IV. Back to History's Default Settings
Every age develops a theory about itself. Most people never articulate that theory explicitly, but it shapes their expectations, influences their decisions, and defines the limits of what they believe is possible. As this theory becomes more deeply embedded, it begins to shape not only how people interpret the present, but also how they imagine the future. Conditions that persist for long enough cease to appear contingent and instead come to seem inevitable. The patterns of the present are projected forward, temporary circumstances are mistaken for enduring trends, and historical exceptions come to be viewed as rules. It is precisely in these moments, when assumptions and theories become most deeply embedded and least likely to be questioned, that societies become vulnerable to surprise.
The extraordinary stability of the post-1991 world encouraged the belief that the major forces which had shaped previous centuries were losing their relevance. Economic integration appeared to be replacing geopolitical rivalry, global markets seemed more important than national borders and military power increasingly appeared secondary to finance, technology, and trade.
These beliefs did not emerge from ignorance, but from success. The post-Cold War era was, by many measures, one of the most successful periods in modern history.
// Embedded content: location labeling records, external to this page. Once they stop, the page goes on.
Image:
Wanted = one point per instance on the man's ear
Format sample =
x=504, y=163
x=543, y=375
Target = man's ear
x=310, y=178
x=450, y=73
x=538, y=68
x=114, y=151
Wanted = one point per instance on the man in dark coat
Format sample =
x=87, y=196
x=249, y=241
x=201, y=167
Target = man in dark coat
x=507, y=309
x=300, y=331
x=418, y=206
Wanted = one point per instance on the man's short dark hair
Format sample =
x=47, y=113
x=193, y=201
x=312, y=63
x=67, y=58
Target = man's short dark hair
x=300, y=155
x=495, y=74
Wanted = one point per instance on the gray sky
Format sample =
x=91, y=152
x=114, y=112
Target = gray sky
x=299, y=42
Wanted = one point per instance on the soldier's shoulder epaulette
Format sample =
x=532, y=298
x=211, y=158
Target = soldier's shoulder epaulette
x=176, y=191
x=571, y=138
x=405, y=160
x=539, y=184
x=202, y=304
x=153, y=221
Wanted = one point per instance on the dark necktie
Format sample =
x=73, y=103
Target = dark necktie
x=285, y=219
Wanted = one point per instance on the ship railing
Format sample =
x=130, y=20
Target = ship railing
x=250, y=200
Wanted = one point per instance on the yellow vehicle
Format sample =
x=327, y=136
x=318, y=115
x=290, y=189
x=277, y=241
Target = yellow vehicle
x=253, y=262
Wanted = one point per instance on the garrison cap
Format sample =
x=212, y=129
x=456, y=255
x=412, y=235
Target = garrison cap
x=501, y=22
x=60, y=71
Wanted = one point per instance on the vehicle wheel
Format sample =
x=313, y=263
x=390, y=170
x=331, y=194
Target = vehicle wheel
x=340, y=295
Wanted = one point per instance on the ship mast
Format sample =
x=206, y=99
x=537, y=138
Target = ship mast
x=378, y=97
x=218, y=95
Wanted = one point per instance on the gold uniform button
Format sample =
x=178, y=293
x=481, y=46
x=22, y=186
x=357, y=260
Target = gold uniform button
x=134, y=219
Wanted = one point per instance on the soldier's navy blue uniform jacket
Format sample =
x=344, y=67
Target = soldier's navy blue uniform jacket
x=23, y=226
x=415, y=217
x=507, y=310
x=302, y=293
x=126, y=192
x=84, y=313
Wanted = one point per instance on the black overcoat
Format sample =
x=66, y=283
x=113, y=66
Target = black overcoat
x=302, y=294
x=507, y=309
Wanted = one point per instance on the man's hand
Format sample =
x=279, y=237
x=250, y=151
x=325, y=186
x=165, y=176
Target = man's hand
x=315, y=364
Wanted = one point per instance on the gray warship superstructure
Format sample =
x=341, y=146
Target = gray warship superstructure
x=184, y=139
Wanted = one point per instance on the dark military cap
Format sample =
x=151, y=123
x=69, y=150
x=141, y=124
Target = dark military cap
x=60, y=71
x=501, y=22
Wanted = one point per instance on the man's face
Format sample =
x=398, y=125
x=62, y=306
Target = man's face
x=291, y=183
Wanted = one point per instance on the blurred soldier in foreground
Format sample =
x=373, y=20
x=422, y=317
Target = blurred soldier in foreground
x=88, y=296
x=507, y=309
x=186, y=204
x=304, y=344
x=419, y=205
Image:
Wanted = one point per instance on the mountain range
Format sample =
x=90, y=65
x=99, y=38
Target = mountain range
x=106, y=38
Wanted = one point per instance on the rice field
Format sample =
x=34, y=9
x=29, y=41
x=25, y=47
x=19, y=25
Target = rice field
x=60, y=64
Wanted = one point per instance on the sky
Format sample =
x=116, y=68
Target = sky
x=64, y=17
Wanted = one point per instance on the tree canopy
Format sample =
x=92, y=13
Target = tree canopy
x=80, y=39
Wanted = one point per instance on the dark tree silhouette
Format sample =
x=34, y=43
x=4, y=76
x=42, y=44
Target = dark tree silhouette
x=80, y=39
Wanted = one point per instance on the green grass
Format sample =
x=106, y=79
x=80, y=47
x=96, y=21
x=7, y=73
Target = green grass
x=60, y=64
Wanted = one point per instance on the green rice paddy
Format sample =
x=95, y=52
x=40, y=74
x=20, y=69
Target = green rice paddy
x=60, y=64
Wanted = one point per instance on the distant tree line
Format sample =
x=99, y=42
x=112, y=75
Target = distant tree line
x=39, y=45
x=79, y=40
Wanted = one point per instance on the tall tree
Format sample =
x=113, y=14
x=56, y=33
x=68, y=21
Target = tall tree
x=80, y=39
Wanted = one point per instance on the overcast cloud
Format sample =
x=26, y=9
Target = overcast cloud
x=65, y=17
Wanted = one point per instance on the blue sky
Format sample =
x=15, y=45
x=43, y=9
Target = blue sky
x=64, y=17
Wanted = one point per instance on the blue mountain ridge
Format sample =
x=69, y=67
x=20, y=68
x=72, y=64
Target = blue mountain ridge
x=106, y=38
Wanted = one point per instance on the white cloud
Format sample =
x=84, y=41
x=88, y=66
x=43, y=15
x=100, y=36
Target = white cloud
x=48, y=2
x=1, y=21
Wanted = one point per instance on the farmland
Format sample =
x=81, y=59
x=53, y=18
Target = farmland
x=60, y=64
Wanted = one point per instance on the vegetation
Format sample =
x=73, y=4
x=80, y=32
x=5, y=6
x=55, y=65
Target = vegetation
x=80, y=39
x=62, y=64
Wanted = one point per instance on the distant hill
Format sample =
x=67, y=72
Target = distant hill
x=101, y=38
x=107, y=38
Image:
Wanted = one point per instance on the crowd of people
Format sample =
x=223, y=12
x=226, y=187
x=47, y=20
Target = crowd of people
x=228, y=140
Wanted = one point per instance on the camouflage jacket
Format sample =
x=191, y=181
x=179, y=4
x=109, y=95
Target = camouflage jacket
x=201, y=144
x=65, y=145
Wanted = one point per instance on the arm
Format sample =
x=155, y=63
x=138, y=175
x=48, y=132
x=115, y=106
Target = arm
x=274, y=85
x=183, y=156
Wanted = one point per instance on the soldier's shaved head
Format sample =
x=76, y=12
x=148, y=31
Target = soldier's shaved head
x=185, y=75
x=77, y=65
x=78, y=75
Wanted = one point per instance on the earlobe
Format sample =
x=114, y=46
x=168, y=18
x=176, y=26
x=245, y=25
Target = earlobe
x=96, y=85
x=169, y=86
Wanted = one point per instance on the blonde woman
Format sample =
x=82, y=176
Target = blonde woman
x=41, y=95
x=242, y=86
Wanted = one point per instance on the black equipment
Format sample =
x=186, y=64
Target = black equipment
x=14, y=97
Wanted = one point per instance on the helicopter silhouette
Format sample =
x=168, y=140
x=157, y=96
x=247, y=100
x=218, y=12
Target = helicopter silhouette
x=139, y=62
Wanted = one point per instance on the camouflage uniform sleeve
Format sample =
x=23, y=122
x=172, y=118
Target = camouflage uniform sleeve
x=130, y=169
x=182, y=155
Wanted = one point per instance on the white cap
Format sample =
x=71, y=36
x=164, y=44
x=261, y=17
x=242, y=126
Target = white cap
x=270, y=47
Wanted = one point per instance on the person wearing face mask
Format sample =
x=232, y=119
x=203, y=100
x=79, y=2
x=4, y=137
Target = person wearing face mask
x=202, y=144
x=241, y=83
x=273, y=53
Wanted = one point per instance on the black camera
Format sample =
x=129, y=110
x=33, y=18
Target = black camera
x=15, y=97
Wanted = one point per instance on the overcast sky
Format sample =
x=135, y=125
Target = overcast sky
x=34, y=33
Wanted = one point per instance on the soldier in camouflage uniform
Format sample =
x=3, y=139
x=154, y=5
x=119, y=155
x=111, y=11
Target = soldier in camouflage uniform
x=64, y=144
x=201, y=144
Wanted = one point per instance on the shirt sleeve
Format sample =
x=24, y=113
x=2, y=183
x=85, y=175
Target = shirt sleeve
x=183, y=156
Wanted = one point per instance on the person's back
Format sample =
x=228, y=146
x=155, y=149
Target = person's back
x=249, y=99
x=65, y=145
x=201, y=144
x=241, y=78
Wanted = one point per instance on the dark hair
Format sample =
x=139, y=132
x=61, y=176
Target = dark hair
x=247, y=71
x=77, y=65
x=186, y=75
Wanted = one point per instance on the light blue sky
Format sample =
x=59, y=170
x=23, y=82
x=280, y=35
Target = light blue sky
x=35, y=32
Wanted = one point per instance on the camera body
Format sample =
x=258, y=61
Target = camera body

International trade expanded dramatically and technological innovation transformed societies at an extraordinary pace. Furthermore, hundreds of millions of people escaped poverty and large portions of the world experienced a degree of prosperity and stability that would have seemed astonishing to previous generations.
The problem was not that the West misunderstood the present, but that it misunderstood the nature of it. The conditions that emerged after the collapse of the Soviet Union were treated as the beginning of a permanent historical trajectory rather than as the product of a particular geopolitical moment. The unprecedented concentration of Western power that characterized the 1990s and early 2000s quietly faded into the background of public consciousness. Because the order appeared stable, many forgot to ask what had made it stable and because competition seemed absent, many assumed it had just disappeared.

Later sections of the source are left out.